About the Interviewee:

Dr. Martin Marty is the Fairfax M. Cone Distinguished Service Professor Emeritus at the University of Chicago, where he taught for 35 years mostly in the Divinity School. He has been a columnist, editor and frequent contributor to a variety of publications. He has written more than 60 books including, Righteous Empire and Modern American Religion and written or contributed to hundreds of articles. Ordained a Lutheran minister in 1952, he served parishes in the Chicago area until joining the University of Chicago faculty in 1963.

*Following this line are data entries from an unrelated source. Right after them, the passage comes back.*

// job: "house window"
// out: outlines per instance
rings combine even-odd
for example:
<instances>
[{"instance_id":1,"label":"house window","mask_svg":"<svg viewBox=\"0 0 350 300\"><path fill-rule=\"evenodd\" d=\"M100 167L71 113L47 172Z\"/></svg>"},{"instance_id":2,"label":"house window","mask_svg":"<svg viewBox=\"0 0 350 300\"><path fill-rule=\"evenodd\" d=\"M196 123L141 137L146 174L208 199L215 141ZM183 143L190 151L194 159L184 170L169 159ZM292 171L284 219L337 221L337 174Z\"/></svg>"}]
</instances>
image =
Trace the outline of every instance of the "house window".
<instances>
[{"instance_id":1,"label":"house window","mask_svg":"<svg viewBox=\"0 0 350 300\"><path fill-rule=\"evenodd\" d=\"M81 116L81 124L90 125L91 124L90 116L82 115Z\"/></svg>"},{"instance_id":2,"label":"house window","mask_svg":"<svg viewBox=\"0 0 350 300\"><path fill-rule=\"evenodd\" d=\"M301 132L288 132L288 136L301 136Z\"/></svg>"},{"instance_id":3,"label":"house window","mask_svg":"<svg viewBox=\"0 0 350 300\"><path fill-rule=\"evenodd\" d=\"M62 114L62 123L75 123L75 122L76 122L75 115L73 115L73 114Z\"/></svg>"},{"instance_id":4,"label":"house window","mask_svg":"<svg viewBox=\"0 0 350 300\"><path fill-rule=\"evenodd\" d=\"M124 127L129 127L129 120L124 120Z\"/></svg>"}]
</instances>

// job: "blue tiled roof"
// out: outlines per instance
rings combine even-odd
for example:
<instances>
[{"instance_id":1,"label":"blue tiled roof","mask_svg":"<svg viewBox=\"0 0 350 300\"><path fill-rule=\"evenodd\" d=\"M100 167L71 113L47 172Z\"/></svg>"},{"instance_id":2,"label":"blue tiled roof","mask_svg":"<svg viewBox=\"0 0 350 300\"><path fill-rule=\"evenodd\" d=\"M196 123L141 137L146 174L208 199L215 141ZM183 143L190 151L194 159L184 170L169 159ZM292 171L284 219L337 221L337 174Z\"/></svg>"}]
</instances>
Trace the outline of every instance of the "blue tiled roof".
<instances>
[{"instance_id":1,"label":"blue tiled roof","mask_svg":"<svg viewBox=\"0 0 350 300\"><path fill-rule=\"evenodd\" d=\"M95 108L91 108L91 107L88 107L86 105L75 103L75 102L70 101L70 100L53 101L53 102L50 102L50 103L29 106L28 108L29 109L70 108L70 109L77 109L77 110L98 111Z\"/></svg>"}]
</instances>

Dr. Marty was president of the American Academy of Religion, the American Society of Church History, and the American Catholic Historical Association. He has served on two U. S. Presidential Commissions and was director of both the Fundamentalism Project of the American Academy of Arts and Sciences and the Public Religion Project at the University of Chicago (sponsored by the Pew Charitable Trust).

Dr. Martin Marty has received many honors including 80 honorary degrees and several public service medals.

About the Interviewer:

Dr. Alfred Benney is a professor of Religious Studies at Fairfield University. He has a Ph.D in Theology from the Hartford Seminary Foundation and teaches courses in Non-Traditional American Religions and Christian Religious Thought. His research interests include "how people learn"; "the appropriate use of technology in teaching/learning" and "myth as explanatory narrative". He has published work on teaching with technology.